Para o público brasileiro, acostumado a valorizar horror que entrega sustos inteligentes (como O Segredo da Cabana) ou que apresenta crítica social (como Get Out), Ghosts of Mars parece um esforço de marketing que esqueceu a essência do terror.

Qual o público que ainda pode encontrar alguma graça em Ghosts of Mars?

Apesar da reputação, alguns nichos podem aproveitar o filme:

  1. Fãs de efeitos práticos: a produção conta com criaturas criadas por Rob Bottin, que ainda são curiosas de se observar.
  2. Colecionadores de raridades: o DVD/blu‑ray inclui cenas deletadas e comentários de Carpenter que revelam seu processo criativo.
  3. Estudantes de roteiro: analisar onde a estrutura falha pode ser um exercício valioso.

Para quem busca apenas entretenimento puro, o filme ainda pode servir como “maratona de desastre” entre amigos, mas a recomendação é clara: escolha outra obra de Carpenter primeiro.

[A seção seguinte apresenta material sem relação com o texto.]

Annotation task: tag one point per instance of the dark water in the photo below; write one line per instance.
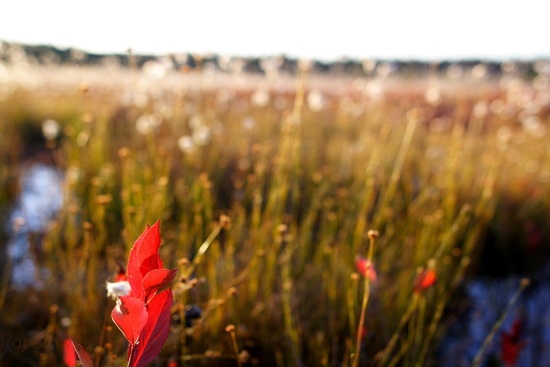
(42, 197)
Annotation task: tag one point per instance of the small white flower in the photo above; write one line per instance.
(118, 289)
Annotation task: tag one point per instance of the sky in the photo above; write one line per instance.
(323, 30)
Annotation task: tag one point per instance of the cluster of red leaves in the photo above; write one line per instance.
(143, 316)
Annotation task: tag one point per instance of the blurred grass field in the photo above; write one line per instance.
(452, 171)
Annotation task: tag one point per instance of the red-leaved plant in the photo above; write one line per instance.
(143, 316)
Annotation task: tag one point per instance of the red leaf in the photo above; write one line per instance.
(157, 280)
(144, 257)
(425, 280)
(69, 354)
(130, 316)
(84, 357)
(155, 332)
(511, 344)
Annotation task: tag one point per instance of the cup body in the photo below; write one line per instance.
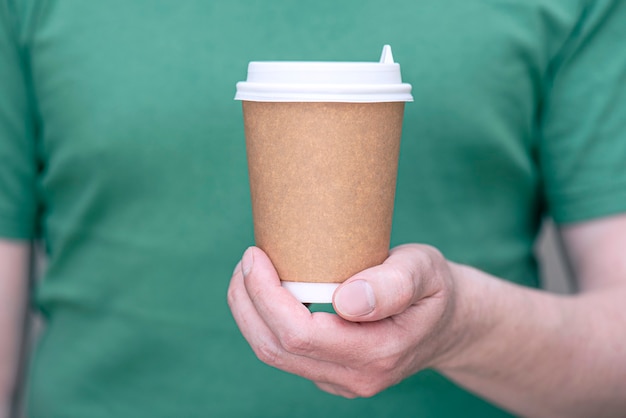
(322, 141)
(322, 182)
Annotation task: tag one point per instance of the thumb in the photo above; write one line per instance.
(410, 274)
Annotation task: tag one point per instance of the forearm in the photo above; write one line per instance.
(541, 354)
(13, 294)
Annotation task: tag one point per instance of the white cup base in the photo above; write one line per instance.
(311, 292)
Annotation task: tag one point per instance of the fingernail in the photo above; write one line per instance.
(246, 262)
(355, 299)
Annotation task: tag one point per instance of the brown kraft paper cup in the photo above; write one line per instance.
(322, 181)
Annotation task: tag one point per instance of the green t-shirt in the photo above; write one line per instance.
(122, 148)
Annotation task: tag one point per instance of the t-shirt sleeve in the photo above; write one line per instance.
(18, 166)
(583, 121)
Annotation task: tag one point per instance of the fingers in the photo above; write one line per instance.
(282, 345)
(410, 274)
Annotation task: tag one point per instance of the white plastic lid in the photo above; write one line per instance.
(304, 81)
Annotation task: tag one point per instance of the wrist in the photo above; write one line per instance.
(473, 319)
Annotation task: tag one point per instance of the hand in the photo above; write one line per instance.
(393, 320)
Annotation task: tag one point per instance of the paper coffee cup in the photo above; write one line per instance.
(322, 140)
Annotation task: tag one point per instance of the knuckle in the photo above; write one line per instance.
(367, 389)
(295, 341)
(231, 297)
(268, 353)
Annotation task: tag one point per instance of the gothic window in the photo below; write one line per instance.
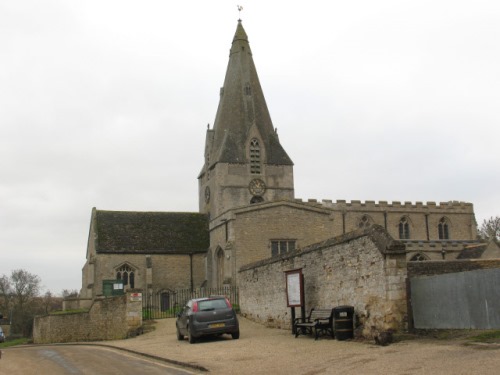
(126, 274)
(254, 156)
(418, 258)
(365, 222)
(443, 229)
(404, 228)
(256, 199)
(282, 246)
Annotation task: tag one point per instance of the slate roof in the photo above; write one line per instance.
(473, 251)
(130, 232)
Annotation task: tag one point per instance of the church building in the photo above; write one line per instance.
(248, 210)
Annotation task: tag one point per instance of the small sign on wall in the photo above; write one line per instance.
(294, 288)
(135, 297)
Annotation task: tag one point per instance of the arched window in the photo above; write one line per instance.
(404, 228)
(418, 258)
(127, 275)
(443, 229)
(365, 222)
(254, 156)
(256, 199)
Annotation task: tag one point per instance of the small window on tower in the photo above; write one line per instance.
(254, 156)
(443, 229)
(404, 229)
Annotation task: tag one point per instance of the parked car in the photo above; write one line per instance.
(207, 316)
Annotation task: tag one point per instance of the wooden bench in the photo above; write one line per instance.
(319, 321)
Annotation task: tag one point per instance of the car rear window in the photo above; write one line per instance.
(212, 304)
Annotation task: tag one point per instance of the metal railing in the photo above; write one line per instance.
(159, 304)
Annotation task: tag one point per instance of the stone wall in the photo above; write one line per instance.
(110, 318)
(430, 268)
(365, 269)
(166, 271)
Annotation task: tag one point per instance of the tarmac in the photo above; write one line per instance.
(262, 350)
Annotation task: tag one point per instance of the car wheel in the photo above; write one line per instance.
(191, 338)
(179, 336)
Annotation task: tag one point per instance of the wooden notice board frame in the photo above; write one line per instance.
(294, 288)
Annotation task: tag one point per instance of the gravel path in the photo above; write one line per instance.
(262, 350)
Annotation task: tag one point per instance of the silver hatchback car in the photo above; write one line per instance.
(207, 316)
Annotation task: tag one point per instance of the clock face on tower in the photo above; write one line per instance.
(207, 194)
(257, 187)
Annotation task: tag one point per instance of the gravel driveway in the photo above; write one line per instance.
(262, 350)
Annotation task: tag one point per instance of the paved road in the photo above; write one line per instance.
(81, 359)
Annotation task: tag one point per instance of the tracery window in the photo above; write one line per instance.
(254, 156)
(365, 222)
(282, 246)
(443, 229)
(418, 258)
(127, 275)
(404, 228)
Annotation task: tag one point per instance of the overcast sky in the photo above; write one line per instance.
(106, 103)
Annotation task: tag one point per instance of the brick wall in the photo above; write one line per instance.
(365, 269)
(110, 318)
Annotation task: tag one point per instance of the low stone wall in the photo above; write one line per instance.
(364, 269)
(77, 303)
(429, 268)
(109, 318)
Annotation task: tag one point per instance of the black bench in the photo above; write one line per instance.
(319, 321)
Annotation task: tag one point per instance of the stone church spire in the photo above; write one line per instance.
(244, 160)
(243, 106)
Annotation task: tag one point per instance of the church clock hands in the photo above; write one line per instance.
(257, 187)
(207, 194)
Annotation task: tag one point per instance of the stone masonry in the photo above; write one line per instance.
(110, 318)
(365, 269)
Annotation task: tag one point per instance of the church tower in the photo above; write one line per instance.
(244, 160)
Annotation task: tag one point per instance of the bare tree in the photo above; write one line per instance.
(490, 229)
(5, 295)
(19, 292)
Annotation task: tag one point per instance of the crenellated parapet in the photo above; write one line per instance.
(369, 205)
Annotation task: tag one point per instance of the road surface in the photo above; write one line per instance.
(81, 359)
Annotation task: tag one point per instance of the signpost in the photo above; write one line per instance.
(295, 293)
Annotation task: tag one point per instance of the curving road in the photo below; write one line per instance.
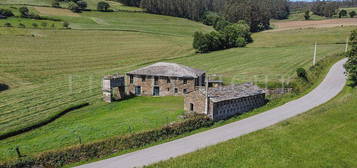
(329, 88)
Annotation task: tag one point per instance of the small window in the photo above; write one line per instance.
(131, 79)
(191, 107)
(185, 91)
(156, 80)
(185, 81)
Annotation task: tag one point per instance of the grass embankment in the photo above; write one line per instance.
(98, 122)
(315, 75)
(56, 68)
(322, 137)
(52, 70)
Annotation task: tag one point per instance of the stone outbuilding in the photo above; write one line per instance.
(226, 101)
(164, 79)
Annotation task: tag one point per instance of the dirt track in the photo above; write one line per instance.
(288, 25)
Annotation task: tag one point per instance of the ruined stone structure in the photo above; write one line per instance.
(113, 88)
(226, 101)
(164, 79)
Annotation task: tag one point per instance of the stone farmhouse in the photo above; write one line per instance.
(164, 79)
(226, 101)
(170, 79)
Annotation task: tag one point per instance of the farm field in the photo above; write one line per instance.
(322, 137)
(97, 122)
(50, 70)
(92, 4)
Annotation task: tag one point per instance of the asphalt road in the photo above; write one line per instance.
(329, 88)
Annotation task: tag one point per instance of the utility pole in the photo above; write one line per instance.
(315, 52)
(206, 101)
(347, 41)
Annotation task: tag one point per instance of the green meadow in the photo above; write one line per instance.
(322, 137)
(99, 121)
(50, 70)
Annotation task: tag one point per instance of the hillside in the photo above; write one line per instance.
(322, 137)
(49, 70)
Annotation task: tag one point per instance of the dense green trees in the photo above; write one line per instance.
(342, 13)
(24, 12)
(256, 13)
(130, 2)
(6, 13)
(325, 8)
(232, 35)
(307, 15)
(351, 64)
(103, 6)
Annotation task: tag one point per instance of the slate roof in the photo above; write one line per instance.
(232, 92)
(168, 70)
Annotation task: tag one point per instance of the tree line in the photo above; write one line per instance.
(256, 13)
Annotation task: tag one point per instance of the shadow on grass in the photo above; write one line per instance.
(4, 87)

Vereditos: o melhor pra cada perfil

Para o fã de horror clássico – vá direto para Halloween ou The Thing. Eles entregam tensão, inovação e legado que Ghosts of Mars jamais alcançou.

Para o colecionador de curiosidades – vale assistir Ghosts of Mars uma única vez, de preferência em streaming gratuito (como plex) para analisar os efeitos e a direção de Carpenter.

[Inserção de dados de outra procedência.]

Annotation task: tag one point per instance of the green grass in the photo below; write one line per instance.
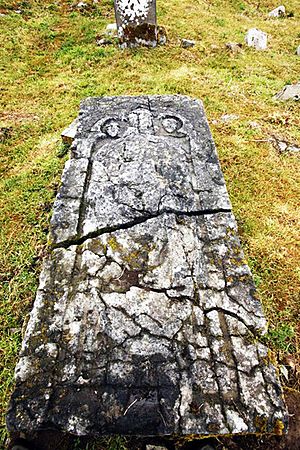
(49, 62)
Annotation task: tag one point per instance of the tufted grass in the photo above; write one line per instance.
(49, 62)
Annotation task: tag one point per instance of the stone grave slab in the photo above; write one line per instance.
(136, 22)
(146, 320)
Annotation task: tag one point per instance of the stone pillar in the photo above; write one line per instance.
(136, 21)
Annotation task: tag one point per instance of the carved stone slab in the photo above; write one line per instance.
(146, 320)
(136, 21)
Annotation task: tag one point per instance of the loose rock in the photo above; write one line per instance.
(161, 35)
(111, 30)
(234, 47)
(136, 21)
(278, 12)
(289, 92)
(104, 42)
(68, 135)
(186, 43)
(257, 39)
(283, 146)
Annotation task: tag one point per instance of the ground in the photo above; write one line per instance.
(50, 61)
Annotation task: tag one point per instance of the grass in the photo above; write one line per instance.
(50, 61)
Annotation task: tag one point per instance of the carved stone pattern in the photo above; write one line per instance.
(146, 320)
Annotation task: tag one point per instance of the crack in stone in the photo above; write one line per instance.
(136, 221)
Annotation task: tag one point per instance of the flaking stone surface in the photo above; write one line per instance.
(145, 321)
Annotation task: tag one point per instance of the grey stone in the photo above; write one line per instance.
(111, 30)
(278, 12)
(161, 36)
(155, 447)
(136, 21)
(186, 43)
(146, 320)
(283, 146)
(257, 39)
(68, 135)
(104, 41)
(234, 47)
(289, 92)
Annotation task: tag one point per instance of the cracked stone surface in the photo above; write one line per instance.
(146, 320)
(136, 21)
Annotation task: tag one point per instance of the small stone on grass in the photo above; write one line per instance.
(257, 39)
(187, 43)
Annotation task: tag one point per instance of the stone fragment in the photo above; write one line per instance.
(68, 135)
(104, 42)
(146, 320)
(283, 146)
(229, 117)
(278, 12)
(289, 92)
(234, 47)
(257, 39)
(186, 43)
(136, 21)
(161, 35)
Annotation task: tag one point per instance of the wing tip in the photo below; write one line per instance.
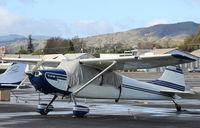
(183, 57)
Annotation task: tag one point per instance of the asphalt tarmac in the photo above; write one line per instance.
(20, 112)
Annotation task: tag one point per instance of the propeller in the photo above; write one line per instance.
(31, 72)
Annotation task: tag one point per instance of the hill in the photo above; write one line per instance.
(163, 34)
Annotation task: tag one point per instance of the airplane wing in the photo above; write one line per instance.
(135, 62)
(46, 62)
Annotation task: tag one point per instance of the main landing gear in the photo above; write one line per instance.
(44, 109)
(79, 110)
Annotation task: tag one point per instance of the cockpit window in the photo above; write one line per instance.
(38, 73)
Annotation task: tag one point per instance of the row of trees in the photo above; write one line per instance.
(58, 45)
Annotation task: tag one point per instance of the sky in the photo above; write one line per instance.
(69, 18)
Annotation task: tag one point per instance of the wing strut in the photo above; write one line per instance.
(94, 78)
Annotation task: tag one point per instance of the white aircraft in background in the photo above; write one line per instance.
(13, 76)
(82, 75)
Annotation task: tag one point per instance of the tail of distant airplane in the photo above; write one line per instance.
(13, 75)
(172, 78)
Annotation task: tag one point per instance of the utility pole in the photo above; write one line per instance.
(30, 48)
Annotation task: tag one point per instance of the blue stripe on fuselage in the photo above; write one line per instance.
(168, 85)
(143, 89)
(41, 84)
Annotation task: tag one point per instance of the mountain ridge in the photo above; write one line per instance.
(171, 34)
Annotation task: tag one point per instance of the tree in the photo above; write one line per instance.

Para quem busca um filme de ação sci‑fi – a lista de atores pode parecer atraente, mas a trama fraca faz o título perder o ritmo; opte por Edge of Tomorrow ou Starship Troopers.

Qual assistir?

A decisão final depende do que você valoriza. Se a prioridade é experiência de terror memorável, Ghosts of Mars deve ficar no fundo da estante. Se o objetivo é entender os tropeços de um mestre do horror, então pode ser uma aula de “o que não fazer”. Em resumo, para a maioria dos fãs brasileiros, o melhor caminho é revisitar os clássicos de Carpenter antes de se aventurar nessa obra‑própria.

O que falta saber

Embora o filme esteja disponível gratuitamente no Plex, ainda não há planos de restauração em 4K ou de edição especial que inclua entrevistas inéditas. Até que isso aconteça, a única forma de assistir Ghosts of Mars é através das plataformas de streaming já citadas ou em cópias físicas de segunda‑mão.

Perguntas frequentes

Por que Ghosts of Mars é considerado o pior filme de John Carpenter?
O filme tem roteiro confuso, personagens rasos e recicla a fórmula de cerco de Assault on Precinct 13, além de ter sido um fracasso crítico e comercial.
Ghosts of Mars ainda está disponível para assistir no Brasil?
Sim, o título pode ser encontrado gratuitamente em streaming no Plex, embora não haja versões em 4K ou edições especiais.
Qual filme de John Carpenter devo assistir primeiro?
Para quem busca terror clássico, comece por Halloween (1978) ou The Thing (1982), que são referência de qualidade e influência.